U.S. Attorney Preet Bharara of New York’s Southern District returned to Albany Thursday for the first time since his office announced charges against several high-profile New York officials and developers last month. Bharara, whose office also successfully prosecuted former state Assembly Speaker Sheldon Silver and Senate Majority Leader Dean Skelos on corruption charges, spoke at an evening forum at the College of St. Rose.
The crowd was obviously there to see and hear Bharara, who was in a jovial mood: "A very warm welcome I got, which must mean that there are no politicians in the audience. I also want to let people know I wear no watch, and I bought my own suit."
From there, it was down to business: "Most of the time the cases that we have brought, the bread and butter of the public corruption cases we have brought have been about bribery and been about kickbacks and been about quid pro quos."
Bharara expressed confidence that the various corruption convictions of the likes of Sheldon Silver and Dean Skelos will be upheld, despite a U.S. Supreme Court decision that narrowed the law they were found guilty of breaking. "We think that beyond question, that the kinds of things that we alleged and proved in both of those cases and in other cases that were being challenged now were squarely within what the McDonnell opinion said was still a violation. Now, the legal question will be, well, was there harm done to the defendant because of the instruction given was different from what McDonnell says now the legal instruction should be. So even if it's the case that the thrust of our prosecution was did wither Sheldon Silver or Dean Skelos engage in core function exercise of governmental power like giving grants or passing legislation or introducing legislation, that's a far cry from having a meeting or engaging in constituent services, and even though that's the thrust of what we argued, the defense argument is, and will be, the instruction to the jury was something that McDonnell said was too expensive. We had an argument about that too and I don't want to get bogged down in it. But it may have been the case there were also meetings that occurred and McDonnell says meetings are not enough. Our argument throughout trial was about other things, but in our view that could be mucked up a little bit because of these decisions. We think if the McDonnell decision and its clarity had been enunciated before we had done the trials of Silver and Skelos there would be no question, because the judge would have been very careful to track very carefully the language in McDonnell, which is new, and we would have been, the prosecutors would have been very, very careful, I think we were, but we would have been even more careful about making sure the arguments we made in summation and rebuttal, completely conformed with what was announced in McDonnell."

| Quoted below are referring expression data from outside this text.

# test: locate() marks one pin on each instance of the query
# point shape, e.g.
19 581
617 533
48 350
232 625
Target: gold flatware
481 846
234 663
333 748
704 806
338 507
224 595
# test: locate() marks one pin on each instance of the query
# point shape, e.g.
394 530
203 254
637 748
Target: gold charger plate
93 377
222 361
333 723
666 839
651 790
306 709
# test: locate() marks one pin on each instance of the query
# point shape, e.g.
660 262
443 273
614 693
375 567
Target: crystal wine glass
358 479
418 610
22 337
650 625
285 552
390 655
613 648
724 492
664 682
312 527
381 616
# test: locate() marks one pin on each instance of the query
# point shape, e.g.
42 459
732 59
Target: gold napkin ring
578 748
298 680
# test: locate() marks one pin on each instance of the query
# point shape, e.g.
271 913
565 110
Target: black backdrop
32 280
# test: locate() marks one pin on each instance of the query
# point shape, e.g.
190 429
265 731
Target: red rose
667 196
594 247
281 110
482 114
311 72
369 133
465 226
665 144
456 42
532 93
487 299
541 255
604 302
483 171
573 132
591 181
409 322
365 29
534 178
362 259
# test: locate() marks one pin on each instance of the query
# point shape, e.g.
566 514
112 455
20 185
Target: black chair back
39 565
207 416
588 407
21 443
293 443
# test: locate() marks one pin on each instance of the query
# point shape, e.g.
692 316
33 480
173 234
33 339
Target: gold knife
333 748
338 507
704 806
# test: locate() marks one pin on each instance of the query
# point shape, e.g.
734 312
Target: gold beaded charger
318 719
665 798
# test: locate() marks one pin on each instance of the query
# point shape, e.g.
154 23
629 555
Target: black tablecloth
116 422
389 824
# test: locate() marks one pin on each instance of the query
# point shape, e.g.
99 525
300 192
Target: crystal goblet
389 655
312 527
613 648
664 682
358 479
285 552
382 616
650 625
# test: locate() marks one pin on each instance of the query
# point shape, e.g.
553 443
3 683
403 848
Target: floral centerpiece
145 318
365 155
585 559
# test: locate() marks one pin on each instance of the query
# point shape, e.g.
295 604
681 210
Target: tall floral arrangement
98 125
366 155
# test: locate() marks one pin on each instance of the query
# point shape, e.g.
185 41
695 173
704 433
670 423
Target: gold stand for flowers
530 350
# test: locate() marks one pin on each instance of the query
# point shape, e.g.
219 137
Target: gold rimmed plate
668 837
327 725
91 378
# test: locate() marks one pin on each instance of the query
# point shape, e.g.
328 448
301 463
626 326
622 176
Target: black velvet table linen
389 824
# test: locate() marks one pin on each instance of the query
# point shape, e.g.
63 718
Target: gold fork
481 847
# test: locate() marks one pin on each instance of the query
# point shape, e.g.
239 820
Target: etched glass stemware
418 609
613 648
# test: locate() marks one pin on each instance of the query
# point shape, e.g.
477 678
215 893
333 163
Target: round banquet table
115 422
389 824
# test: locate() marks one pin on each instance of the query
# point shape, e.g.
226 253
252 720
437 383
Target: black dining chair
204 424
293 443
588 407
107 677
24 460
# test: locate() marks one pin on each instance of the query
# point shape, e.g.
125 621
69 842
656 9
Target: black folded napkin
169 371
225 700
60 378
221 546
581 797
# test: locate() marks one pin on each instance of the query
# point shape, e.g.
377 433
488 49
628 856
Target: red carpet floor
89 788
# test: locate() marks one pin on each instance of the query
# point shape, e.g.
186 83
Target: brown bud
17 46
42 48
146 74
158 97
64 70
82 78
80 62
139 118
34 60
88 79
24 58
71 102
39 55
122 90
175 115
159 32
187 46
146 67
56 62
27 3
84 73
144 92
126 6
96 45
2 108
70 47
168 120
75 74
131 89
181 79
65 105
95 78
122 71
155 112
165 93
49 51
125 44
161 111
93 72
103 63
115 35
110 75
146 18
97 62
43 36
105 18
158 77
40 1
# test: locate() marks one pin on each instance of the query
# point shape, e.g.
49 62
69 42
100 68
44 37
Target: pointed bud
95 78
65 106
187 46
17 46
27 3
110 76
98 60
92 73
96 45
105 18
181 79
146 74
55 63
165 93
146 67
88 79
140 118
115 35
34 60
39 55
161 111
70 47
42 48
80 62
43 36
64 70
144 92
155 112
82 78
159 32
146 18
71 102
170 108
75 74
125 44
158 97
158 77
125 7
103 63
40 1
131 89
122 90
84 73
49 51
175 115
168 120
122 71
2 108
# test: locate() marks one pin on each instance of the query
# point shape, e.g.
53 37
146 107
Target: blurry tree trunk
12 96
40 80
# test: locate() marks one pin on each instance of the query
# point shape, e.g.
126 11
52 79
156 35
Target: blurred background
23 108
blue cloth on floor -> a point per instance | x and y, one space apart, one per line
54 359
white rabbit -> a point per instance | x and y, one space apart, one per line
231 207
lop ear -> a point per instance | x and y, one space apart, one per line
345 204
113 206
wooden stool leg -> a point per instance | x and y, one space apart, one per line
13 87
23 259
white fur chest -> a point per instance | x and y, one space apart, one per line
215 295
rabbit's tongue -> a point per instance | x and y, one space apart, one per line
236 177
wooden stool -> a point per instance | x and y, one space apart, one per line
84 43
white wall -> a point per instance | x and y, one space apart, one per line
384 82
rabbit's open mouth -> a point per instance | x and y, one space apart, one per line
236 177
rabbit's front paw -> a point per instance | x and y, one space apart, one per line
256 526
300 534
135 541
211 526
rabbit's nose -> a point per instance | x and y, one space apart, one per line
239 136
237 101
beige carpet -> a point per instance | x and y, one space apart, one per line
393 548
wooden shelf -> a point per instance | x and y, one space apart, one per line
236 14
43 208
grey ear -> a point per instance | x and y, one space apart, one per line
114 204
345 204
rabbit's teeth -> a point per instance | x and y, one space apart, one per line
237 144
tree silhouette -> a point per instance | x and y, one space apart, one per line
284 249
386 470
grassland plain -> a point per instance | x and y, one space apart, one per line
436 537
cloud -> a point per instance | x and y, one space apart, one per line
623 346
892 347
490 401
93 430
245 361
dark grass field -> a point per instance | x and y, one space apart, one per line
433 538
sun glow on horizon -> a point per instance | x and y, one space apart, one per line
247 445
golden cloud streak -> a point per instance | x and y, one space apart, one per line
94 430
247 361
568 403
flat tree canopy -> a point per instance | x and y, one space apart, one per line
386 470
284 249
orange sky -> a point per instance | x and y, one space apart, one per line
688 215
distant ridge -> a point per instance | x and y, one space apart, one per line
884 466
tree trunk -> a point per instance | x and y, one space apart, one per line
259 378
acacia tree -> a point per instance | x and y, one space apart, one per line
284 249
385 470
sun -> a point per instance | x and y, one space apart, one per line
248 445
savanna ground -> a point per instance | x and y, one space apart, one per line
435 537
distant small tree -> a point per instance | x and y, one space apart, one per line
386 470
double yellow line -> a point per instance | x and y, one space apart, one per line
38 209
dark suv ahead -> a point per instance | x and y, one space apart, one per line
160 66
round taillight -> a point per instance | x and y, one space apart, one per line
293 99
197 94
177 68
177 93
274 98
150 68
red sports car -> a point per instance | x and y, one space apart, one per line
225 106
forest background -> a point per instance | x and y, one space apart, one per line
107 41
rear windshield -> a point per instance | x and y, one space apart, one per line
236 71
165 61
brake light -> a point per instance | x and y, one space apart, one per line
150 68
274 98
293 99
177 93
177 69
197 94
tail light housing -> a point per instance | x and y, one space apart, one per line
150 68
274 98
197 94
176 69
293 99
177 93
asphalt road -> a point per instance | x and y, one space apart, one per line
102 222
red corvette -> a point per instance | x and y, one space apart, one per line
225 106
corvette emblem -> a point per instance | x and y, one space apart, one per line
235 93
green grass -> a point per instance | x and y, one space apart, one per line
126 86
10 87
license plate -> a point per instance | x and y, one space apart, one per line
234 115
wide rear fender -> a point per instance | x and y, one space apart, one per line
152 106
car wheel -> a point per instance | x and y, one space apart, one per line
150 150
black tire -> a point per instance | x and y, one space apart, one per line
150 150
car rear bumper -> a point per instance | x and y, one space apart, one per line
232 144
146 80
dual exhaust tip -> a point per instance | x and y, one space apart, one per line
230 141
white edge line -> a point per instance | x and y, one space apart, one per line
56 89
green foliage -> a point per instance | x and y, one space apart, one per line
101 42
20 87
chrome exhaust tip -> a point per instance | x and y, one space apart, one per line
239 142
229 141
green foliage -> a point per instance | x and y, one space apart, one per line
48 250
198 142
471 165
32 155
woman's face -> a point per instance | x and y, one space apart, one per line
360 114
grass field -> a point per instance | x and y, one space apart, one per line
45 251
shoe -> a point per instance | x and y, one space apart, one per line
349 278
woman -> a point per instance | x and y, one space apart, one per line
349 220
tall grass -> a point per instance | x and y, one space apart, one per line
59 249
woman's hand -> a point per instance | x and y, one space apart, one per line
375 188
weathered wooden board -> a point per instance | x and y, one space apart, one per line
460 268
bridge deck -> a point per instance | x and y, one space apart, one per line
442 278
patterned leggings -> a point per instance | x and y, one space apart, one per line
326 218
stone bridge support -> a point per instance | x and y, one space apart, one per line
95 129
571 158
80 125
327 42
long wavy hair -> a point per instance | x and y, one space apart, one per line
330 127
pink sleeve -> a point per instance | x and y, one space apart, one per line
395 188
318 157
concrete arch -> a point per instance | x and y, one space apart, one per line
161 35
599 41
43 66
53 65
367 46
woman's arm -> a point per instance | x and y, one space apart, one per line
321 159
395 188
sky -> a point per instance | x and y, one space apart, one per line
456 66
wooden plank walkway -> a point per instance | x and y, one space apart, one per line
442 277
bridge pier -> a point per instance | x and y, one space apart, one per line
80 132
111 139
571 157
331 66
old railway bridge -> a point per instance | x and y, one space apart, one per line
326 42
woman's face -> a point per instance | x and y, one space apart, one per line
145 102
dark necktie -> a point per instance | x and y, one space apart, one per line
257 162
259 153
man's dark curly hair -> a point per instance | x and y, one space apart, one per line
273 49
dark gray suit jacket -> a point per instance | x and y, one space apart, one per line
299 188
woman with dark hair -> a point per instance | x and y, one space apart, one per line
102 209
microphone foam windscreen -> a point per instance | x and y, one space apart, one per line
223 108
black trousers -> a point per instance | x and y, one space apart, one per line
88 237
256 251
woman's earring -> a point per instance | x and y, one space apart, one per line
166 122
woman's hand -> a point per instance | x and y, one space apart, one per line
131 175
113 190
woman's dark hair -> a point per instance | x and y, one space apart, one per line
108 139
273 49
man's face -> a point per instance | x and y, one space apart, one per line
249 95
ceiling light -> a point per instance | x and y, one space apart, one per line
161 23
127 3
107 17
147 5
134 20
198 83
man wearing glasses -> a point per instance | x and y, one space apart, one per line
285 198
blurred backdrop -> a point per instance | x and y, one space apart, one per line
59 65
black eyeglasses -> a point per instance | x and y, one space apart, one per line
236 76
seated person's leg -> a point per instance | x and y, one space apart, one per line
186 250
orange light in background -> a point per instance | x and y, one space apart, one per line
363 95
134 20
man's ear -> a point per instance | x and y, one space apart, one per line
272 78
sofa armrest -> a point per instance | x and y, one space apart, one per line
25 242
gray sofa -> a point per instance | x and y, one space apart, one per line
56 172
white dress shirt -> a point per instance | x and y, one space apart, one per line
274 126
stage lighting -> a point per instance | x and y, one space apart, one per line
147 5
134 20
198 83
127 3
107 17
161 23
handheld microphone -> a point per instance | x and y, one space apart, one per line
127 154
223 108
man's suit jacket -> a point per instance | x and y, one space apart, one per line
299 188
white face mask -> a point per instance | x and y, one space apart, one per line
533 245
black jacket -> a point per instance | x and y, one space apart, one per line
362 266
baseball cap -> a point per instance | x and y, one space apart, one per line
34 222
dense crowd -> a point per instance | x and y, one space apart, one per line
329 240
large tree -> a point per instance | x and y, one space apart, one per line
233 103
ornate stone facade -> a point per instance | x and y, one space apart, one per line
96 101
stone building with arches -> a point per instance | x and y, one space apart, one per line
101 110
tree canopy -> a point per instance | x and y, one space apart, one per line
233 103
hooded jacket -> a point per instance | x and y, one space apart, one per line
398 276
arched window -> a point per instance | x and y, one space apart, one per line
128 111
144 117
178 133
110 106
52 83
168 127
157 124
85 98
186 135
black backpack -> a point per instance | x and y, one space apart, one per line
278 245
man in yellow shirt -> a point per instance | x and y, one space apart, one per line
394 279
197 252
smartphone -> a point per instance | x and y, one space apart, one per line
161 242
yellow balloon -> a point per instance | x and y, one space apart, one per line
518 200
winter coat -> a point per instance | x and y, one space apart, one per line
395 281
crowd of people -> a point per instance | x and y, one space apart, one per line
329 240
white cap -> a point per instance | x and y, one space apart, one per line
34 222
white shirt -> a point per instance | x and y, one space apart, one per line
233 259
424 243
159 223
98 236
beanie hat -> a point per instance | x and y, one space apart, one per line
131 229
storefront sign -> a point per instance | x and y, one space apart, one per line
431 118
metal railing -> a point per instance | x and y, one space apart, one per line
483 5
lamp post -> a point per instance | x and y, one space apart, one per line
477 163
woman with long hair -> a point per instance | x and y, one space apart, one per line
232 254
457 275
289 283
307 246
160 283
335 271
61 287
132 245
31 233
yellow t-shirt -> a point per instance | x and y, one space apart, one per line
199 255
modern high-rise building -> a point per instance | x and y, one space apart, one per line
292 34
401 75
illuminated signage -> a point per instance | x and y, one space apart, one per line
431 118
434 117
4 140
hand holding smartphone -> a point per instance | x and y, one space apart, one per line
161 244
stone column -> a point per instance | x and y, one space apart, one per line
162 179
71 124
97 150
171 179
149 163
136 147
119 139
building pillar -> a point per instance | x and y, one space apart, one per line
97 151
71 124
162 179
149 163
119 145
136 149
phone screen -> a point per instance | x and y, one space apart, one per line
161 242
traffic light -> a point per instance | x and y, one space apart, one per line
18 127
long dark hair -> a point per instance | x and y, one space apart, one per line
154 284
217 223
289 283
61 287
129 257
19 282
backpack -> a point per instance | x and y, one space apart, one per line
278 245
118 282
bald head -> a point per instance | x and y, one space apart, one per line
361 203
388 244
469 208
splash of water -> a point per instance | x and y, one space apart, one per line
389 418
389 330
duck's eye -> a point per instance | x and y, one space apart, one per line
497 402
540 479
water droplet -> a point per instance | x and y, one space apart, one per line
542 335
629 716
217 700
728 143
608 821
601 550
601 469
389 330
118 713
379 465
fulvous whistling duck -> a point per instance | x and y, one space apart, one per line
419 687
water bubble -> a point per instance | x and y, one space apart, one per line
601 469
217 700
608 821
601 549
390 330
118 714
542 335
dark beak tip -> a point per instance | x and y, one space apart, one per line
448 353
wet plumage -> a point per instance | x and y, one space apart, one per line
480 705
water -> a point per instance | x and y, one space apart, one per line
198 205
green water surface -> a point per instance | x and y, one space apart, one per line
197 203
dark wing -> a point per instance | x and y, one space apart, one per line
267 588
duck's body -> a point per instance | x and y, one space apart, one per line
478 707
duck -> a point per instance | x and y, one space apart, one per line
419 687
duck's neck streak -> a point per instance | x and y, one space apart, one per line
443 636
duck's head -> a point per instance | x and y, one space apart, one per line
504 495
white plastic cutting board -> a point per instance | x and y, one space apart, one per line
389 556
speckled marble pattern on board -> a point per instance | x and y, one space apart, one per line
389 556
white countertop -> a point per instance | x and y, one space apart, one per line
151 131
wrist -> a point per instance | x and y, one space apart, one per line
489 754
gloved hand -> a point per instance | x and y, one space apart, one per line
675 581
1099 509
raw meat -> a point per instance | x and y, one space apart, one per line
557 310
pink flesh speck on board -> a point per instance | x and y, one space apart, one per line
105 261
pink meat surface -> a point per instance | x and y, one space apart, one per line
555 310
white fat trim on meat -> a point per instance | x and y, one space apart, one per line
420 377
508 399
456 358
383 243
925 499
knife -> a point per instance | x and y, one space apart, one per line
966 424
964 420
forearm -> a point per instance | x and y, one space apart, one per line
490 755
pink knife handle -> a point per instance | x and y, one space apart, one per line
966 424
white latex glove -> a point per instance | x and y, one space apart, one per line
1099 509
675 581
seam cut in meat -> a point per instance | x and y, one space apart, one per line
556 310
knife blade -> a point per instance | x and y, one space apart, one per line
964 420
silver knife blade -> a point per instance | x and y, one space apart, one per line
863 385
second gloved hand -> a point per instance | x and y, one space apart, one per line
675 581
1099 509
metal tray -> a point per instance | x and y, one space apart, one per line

Citing the first tenet of the code of ethics of the society of professional journalists: "Seek the truth, and report it as fully as possible," panelist Times Union editor Rex Smith credited reporters with exposing questionable tactics that lead to ethics and corruption investigations. "If you're gonna report it fully, as the code of ethics says, it means not just saying 'this is what the governor says,' but actually fact-checking and actually looking beyond and deeper. And I would point out that sometimes we don't manage to do that effectively. There are those sins of omission and commission on the part of the press. There are some, fewer than people may expect, but there are some bad players in the media, primarily employed by a tabloid in New York City, but generally our problems are sins of omission, that is, the things that we fail to do, the extra phone call we fail to make, the door we fail to knock on. Also however, one of the things that I need to point out is that we do not have subpoena power, so our reporting may point the way, whereas we really need cases to come forward from the legal system when there is corruption."
Although he didn’t speak with reporters afterward, Bharara tipped his hat to the press, explaining his office began looking into bid-rigging cases after seeing reports. He noted that because people place their trust in public officials, those who serve should be held to a higher standard, and believes "no one is above the law."